Implications and Future Directions
VectraFlow generalizes LLM-based stream analytics along several dimensions:
- Unified Operator Abstractions: Merges relational and CEP-style operators over unstructured inputs with stateful, temporally aware reasoning.
- Systematic Throughput/Accuracy Tuning: Offers configurable tradeoff envelopes, enabling context-sensitive allocation of LLM and embedding resources to maximize throughput under cost or quality constraints.
- Transparent Pipeline Instrumentation: Promotes full-system observability, a prerequisite for enterprise adoption in regulated or mission-critical domains.
- Foundations for Agentic Reasoning: The separation of semantic extraction and temporal logic can serve as a substrate for future neuro-symbolic or memory-augmented agent architectures.
The architecture’s modularity and composability make it amenable to further advances, such as:
- Incorporating context-adaptive prompt optimization or cost-based semantic operator selection.
- Extending to multimodal or multi-entity event detection.
- Integrating learned pattern discovery atop programmable rule-based temporal logic.
Conclusion
VectraFlow (2604.03855) advances the state-of-the-art in LLM-powered analytics by introducing continuous, stateful, and semantically expressive stream processing over unstructured data.

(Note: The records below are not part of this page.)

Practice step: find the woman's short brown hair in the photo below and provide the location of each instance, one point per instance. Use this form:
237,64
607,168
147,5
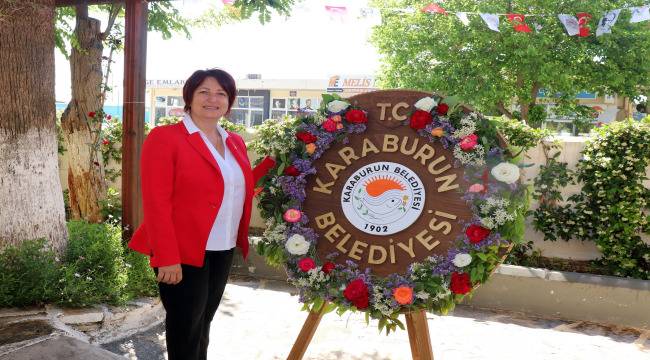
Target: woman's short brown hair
224,79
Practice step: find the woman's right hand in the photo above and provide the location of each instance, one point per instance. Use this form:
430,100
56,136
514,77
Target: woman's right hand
172,274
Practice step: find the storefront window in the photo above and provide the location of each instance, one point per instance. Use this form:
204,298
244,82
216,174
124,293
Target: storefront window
248,110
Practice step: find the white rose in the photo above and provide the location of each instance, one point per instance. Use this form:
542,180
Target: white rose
425,104
506,172
462,260
337,106
297,245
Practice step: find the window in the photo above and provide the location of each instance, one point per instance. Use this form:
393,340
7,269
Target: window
168,106
248,110
291,106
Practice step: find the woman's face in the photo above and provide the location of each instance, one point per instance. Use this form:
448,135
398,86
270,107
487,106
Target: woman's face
210,100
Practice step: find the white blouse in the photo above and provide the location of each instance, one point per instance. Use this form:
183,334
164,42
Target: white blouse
223,235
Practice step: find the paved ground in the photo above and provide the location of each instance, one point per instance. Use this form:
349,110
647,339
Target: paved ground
260,320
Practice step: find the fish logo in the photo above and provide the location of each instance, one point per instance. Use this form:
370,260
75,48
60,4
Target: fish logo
383,195
382,198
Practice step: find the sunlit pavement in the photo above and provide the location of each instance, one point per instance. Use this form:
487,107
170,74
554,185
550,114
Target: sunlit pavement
261,319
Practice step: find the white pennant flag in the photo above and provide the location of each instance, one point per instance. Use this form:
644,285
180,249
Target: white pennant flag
463,18
492,21
640,13
570,24
606,22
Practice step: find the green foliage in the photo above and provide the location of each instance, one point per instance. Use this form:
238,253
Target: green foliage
489,69
610,209
263,8
536,116
141,278
93,269
165,18
111,207
520,137
28,274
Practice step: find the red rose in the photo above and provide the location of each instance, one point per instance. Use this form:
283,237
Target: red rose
356,116
291,171
357,293
306,137
420,119
329,125
306,264
328,267
476,233
460,283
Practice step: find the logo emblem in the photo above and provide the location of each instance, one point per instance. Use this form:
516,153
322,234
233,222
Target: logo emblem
382,198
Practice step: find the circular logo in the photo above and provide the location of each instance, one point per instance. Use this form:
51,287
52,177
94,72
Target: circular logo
382,198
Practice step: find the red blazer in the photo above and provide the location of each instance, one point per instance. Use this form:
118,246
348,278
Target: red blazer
182,191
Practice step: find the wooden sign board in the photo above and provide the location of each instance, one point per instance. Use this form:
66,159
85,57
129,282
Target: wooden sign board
389,197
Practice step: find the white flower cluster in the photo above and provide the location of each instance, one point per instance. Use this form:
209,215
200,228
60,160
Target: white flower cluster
494,212
467,126
275,232
297,245
475,157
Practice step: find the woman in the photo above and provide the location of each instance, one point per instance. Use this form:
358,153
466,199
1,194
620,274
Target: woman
197,191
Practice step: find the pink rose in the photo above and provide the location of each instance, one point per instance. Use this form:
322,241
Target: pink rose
306,264
476,188
292,215
469,142
329,125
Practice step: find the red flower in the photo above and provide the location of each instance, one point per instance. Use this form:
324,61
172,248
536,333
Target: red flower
442,109
420,119
329,125
306,264
460,283
328,267
306,137
357,293
476,233
356,116
291,171
257,191
469,142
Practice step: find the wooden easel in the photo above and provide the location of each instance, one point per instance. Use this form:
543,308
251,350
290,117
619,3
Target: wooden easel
416,325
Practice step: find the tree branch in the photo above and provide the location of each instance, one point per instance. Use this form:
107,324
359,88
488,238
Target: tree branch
113,13
503,110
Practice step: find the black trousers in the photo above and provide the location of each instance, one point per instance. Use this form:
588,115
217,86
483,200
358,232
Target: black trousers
192,303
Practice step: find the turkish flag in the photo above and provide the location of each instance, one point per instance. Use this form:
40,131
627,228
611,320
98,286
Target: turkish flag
583,20
518,22
433,9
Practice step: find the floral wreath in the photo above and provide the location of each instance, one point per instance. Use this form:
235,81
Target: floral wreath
496,197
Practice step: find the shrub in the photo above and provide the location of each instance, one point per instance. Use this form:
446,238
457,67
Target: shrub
93,269
28,274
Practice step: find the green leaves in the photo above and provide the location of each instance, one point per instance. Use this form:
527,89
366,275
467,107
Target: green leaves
484,68
610,208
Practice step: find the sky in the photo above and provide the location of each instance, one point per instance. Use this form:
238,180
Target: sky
308,45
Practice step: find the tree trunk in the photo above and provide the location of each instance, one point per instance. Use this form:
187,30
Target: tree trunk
86,183
31,201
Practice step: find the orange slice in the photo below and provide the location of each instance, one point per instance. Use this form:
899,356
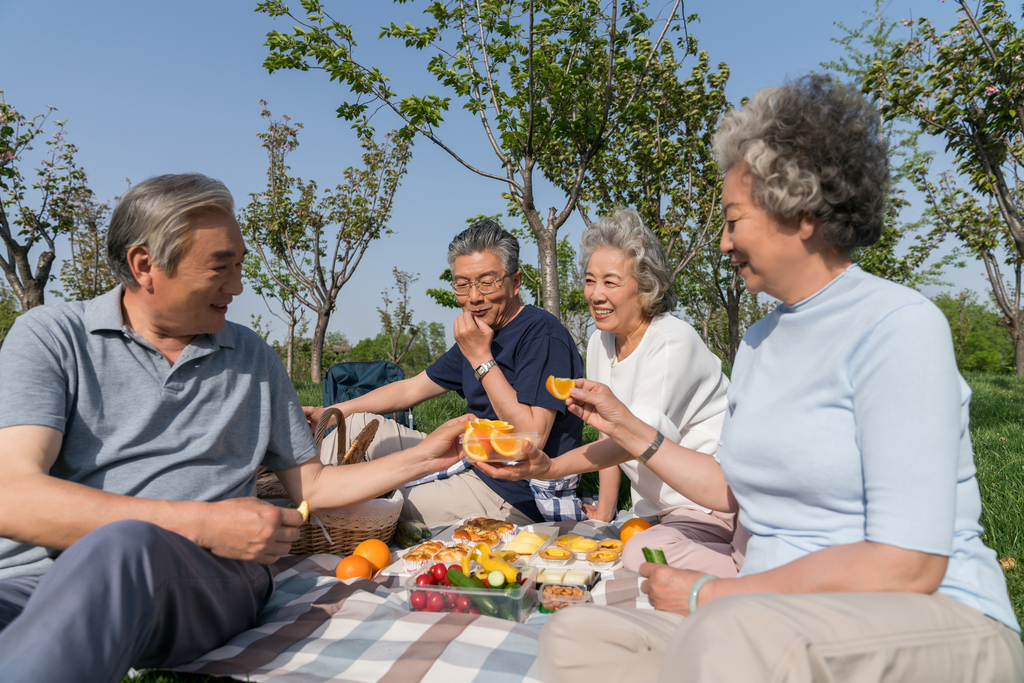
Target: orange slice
559,386
505,445
476,441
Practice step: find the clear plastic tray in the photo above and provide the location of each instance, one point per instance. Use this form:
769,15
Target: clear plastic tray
499,447
515,604
558,596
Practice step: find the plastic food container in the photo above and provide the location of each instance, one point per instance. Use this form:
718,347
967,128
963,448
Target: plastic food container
602,559
559,596
497,446
555,557
515,604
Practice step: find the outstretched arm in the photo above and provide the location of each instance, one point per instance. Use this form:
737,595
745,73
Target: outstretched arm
392,397
42,510
331,487
696,475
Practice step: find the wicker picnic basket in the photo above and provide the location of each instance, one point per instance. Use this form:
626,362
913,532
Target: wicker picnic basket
339,531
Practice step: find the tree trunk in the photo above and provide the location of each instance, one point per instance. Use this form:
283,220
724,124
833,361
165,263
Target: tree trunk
316,352
547,257
291,345
1017,334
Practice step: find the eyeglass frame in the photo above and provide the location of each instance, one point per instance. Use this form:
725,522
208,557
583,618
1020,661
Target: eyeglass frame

By unifying LLM-based semantic extraction with efficient, automaton-driven temporal reasoning in an inspectable, tunable dataflow system, it significantly broadens the applicability of AI-driven event analytics. This paradigm will inform the design of future real-time, robust, and accountable unstructured stream processing systems in clinical, financial, and compliance-critical domains.